Auszeichnung Was Atome zusammendrängt
Łukasz Walewski hat etwas berechnet, was man nicht beobachten kann. Preiswürdig findet das das Team der Zeitschrift Molecular Physics.
Die Bewegung von Atomkernen in Molekülen lässt sich kaum beobachten – aber berechnen. Dr. Łukasz Walewski ist es im Exzellenzcluster Resolv (Ruhr Explores Solvation) an der Ruhr-Universität gelungen, einen Einblick in das Verhalten von Wasserstoffkernen bei sehr niedrigen Temperaturen zu gewinnen.
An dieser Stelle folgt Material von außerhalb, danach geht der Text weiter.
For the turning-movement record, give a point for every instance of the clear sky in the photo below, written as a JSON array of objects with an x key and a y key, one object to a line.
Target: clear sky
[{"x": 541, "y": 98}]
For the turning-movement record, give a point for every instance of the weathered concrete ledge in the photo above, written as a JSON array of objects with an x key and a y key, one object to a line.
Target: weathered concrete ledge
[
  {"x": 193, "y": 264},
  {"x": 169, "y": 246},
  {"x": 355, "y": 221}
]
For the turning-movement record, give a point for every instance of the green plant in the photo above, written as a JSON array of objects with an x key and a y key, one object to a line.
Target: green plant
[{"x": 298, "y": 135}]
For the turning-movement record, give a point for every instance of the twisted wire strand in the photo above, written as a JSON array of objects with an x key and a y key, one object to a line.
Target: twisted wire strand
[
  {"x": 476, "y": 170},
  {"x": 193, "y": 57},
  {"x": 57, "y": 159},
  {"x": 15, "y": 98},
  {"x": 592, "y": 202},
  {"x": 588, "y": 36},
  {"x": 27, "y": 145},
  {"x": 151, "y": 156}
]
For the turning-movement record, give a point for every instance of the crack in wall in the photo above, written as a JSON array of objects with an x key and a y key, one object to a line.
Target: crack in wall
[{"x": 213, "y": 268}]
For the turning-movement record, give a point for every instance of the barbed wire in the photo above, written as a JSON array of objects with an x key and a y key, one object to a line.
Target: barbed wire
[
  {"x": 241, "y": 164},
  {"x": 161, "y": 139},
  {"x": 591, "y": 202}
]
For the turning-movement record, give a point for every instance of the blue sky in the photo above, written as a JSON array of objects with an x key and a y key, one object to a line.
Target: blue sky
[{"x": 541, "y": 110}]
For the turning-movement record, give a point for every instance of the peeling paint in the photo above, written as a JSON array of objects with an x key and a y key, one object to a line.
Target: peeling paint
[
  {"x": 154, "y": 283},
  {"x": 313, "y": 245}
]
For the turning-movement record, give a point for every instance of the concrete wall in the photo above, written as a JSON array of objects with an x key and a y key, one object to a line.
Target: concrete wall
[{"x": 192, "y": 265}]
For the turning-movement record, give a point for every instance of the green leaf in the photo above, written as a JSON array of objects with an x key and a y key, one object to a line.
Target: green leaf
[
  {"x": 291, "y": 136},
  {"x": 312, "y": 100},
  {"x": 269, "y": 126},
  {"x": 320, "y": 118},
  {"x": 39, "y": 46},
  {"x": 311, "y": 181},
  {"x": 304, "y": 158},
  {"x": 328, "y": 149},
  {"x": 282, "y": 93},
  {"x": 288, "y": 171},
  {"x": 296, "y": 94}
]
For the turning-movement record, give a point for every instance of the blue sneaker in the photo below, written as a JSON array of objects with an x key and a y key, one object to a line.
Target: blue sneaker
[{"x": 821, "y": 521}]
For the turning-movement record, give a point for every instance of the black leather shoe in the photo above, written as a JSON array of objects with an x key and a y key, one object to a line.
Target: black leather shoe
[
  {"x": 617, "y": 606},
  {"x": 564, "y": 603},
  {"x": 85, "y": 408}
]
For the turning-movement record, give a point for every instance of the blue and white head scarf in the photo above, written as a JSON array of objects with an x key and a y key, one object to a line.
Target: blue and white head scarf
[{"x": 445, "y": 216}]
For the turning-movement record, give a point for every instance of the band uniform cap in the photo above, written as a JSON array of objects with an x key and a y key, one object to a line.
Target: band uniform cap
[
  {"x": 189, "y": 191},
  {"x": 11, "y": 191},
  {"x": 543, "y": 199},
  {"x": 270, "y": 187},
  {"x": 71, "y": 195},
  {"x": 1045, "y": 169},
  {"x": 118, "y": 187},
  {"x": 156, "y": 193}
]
Diese Wasserstoffkerne sorgen über sogenannte Wasserstoffbrücken zum Beispiel dafür, dass Wasser bei Raumtemperatur flüssig (und nicht fest oder gasförmig) ist. Für seine Arbeit wurde er mit dem Longuet-Higgins Young Author’s Prize der internationalen Fachzeitschrift „Molecular Physics“ ausgezeichnet.
Warum Quantenteilchen unscharf sind
Bei den untersuchten extrem niedrigen Temperaturen, charakteristisch für supraflüssiges Helium, treten Quanteneffekte der Kerne zu Tage, die weit jenseits unserer täglichen Wahrnehmung liegen: So sorgt etwa die in der Quantenphysik bekannte Heisenbergsche Unschärferelation dafür, dass der tatsächliche physikalische Ort von Quantenteilchen nicht exakt bestimmt ist. Er ist unscharf, Wissenschaftler nennen das delokalisiert.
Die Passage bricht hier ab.